Dairemizce ve öncesinde ... (Kapatılan) 16. Hukuk Dairesince istikrar bulan uygulama ile 3402 sayılı Kadastro Kanun'un ek. 4. maddesi uyarınca yapılan kullanım kadastrosu ya da güncelleme çalışmasının kesinleşmesi ve akabinde taşınmazın maliki olan Hazine tarafından 6292 sayılı Kanun uyarınca kullanıcısı ya da kullanıcısının muvafakati ile diğer kişilere satılması ve kişiler adına tapu kaydı oluşması halinde bu taşınmazlar hakkında kullanıcı şerhine yönelik olarak açılmış ya da açılacak davaların dinlenemeyeceği kabul edilmiştir.

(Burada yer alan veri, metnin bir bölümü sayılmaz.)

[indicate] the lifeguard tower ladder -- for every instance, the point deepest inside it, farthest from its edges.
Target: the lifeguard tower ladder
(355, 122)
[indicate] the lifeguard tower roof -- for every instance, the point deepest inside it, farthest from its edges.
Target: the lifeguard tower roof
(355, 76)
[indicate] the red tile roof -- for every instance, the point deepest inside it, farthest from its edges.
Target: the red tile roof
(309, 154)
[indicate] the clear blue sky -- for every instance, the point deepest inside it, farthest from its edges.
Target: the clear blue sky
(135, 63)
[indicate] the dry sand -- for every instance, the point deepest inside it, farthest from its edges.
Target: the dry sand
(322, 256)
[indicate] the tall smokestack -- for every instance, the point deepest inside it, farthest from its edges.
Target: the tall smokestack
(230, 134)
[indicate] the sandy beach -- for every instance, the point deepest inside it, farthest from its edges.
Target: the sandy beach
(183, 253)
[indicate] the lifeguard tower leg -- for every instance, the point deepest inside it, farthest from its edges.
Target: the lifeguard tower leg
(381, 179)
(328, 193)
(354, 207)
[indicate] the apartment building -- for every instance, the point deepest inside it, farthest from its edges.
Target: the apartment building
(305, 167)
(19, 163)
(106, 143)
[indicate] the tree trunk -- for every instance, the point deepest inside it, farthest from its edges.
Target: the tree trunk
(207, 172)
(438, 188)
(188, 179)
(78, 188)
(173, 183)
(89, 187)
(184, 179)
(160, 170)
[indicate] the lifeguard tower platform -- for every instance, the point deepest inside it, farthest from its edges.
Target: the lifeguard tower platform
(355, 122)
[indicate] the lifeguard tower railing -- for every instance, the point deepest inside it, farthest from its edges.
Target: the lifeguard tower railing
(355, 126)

Eldeki dosya kapsamına göre; davanın konusunu oluşturan ... İlçesi ... Mahallesi kadastro çalışma alanında bulunan 1661 ada 13 parsel sayılı taşınmazın tespitinin beyanlar hanesinde 6831 sayılı Kanun uyarınca Hazine adına orman sınırları dışına çıkarıldığı ve 20 yıldan beri ...’ın kullanımında olduğu belirtilerek belirtilerek 17.06.2010 tarihinde Hazine adına tespitinin yapıldığı, askı ilan süresi içinde itiraz edilmemesi nedeniyle 02.08.2010 tarihinde kesinleşerek tapu kaydının oluştuğu, davacılar ... ve ... Eraslan tarafından taşınmazın bir bölümünün kendi kullanımlarında olduğu iddiasıyla kullanıcı şerhine yönelik olarak 01.06.2011 tarihinde eldeki davanın açıldığı, yargılama sırasında 16.01.2014 tarihinde 6292 sayılı Kanun gereğince satışı yapıldığı belirtilerek malik olarak ... Belediyesi adına tapu kaydının oluştuğu, beyanlar hanesinde de yine davalı ...’ın adına tespitte oluşan kullanıcı şerhinin korunduğu anlaşılmaktadır.
Taşınmazın her ne kadar 6292 sayılı Kanun uyarınca davalı ... Belediyesine satışı nedeniyle Belediye adına tapu kaydı oluşmuş ise de bu devrin 6292 sayılı Kanun'un 8. maddesi uyarınca devredildiği, anılan maddenin 2. bendinde, "... hak sahipleri ve mevcut hakları da belirtilmek suretiyle ..." devrin yapılacağının düzenlendiği, 7. bendinde ise "Devralan idareler devraldıkları taşınmazları; hak sahiplerinin talebi üzerine fiili durumuna uygun olarak ifraz edilmek suretiyle müstakil parsel veya paylı olarak, üzerinde çok katlı bina bulunan taşınmazlarda ise kat mülkiyeti tesisi suretiyle, bunun mümkün olmaması hâlinde paylı olarak hak sahipleri ile bunların kanuni veya bu Kanunun yayımı tarihinden önce yapılmış olan akdî haleflerine tabi oldukları mevzuatına göre bu Kanunda belirtilen satış ve ödeme koşullarını da dikkate alarak rayiç bedel üzerinden doğrudan satabileceği gibi; hak sahipleri taşınmazı doğrudan satın almış olsaydı Hazineye ödeyeceği bedeli devralan idarelere ödemeyi kabul etmesi hâlinde, taşınmaz kendisine ait kabul edilerek hakları karşılanmak kaydıyla devir alan idarelerin kendi projelerinde ve mevzuatlarına göre değerlendirebileceği, üzerinde ... ve eklentileri bulunan proje alanında kalan taşınmazların üzerindeki yapılar için; o yıla ait Çevre ve Şehircilik Bakanlığı ... birim fiyatlarından eksik imalat bedeli ve yıpranma payı düşüldükten sonra kalan bedelin ödeneceği ya da bu bedelin, devralan idareler tarafından gerçekleştirilen projeler kapsamında hak sahiplerine verilecek taşınmazların bedelinden mahsup edileceği, bu durumda hak sahipleri, bu hakların dışında taşınmazların doğrudan satış hakkından yararlanamayacakları" hükmünün getirildiği anlaşılmaktadır.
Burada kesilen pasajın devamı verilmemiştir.